Sabotaż za tysiąc złotych

Zlecenie na podpalenie pojazdu i lokalnego biura rekrutacyjnego miała otrzymać na Telegramie od rosyjskiej Federalnej Służby Bezpieczeństwa. Za oba akty sabotażu zaoferowano jej odpowiednio 10 i 50 tys. hrywien, czyli niespełna tysiąc i pięć tysięcy złotych.

Jak podał ukraiński serwis Strana, funkcjonariusze Służby Bezpieczeństwa Ukrainy zauważają, że od pewnego czasu za pośrednictwem platform społecznościowych takich jak Telegram czy zakazany na Ukrainie VKontaktie, a także poprzez darknet i gry online rosyjskie służby próbują werbować Ukraińców, głównie nastolatków, do przeprowadzania aktów sabotażu. Używają do tego zastraszania lub innych technik psychologicznych, a także przekupstwa. Czasem skuteczne okazuje się wciągnięcie młodych ludzi w wielostopniowe wyzwanie. To zaczyna się np. od napisania na elewacji budynku antyukraińskiego hasła, następnym krokiem może być sprowokowanie do szarpaniny funkcjonariusza regionalnego biura rekrutacyjnego (TCC), a kolejnym – zrobienie użytku z koktajlu Mołotowa.

Ważna jest propaganda

Działania te nie mają na celu ograniczenia zdolności obronnych Ukrainy, ważny jest ich wymiar wizerunkowo-propagandowy. Jak tłumaczyła serwisowi Suspilne Julia Tkacz, rzeczniczka władz obwodu kirowohradzkiego po aresztowaniu kobiety, która spaliła wojskowy samochód, tego rodzaju operacje mają na celu pokazanie, że na Ukrainie działa antyukraińskie podziemie. Mają też dostarczyć rosyjskiej propagandzie dowody w formie filmików na brutalność i arbitralne działanie regionalnych biur rekrutacyjnych, czym zalewane są media społecznościowe zwłaszcza na Ukrainie, ale również w Rosji i na Zachodzie.

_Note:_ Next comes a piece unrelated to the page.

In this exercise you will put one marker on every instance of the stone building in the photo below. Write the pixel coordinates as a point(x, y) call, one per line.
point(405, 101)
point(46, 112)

– Werbują Ukraińców, oferując nagrodę pieniężną za podpalanie samochodów, budynków TCC lub po prostu sił zbrojnych. A następnie wykorzystują i rozpowszechniają w internecie filmy wideo z dowodami tych podpaleń. Twierdzą przy tym, że celem Ukraińców podejmujących te działania jest wywołanie chaosu wewnętrznego w kraju, czyli doprowadzenie zamieszek czy wojny domowej – tłumaczy Julia Tkacz.

Z ustaleń dziennikarzy serwisu Ważnyje Istorii wynika, że na początku czerwca na jednym z największych rosyjskojęzycznych portali darknetowych jednocześnie pojawiło się czterech klientów poszukujących wykonawców do podpalenia pojazdów wojskowych na Ukrainie. Oferują równowartość od 1500 do 2000 dolarów za podpalenie samochodów ukraińskich sił bezpieczeństwa i TCC we Lwowie, Kijowie, Dnieprze, Odessie oraz innych miastach. Zgłoszenia zamieszczane są w języku rosyjskim, a ich autorzy nie byli aktywni w innych sekcjach serwisu i zarejestrowali się tuż przed publikacją ogłoszeń. Z wykonawcami zleceń kontaktują się za pomocą szyfrowanych komunikatorów lub Telegrama. Jeden z nich deklaruje, że jego oferta wynika z pobudek pacyfistycznych.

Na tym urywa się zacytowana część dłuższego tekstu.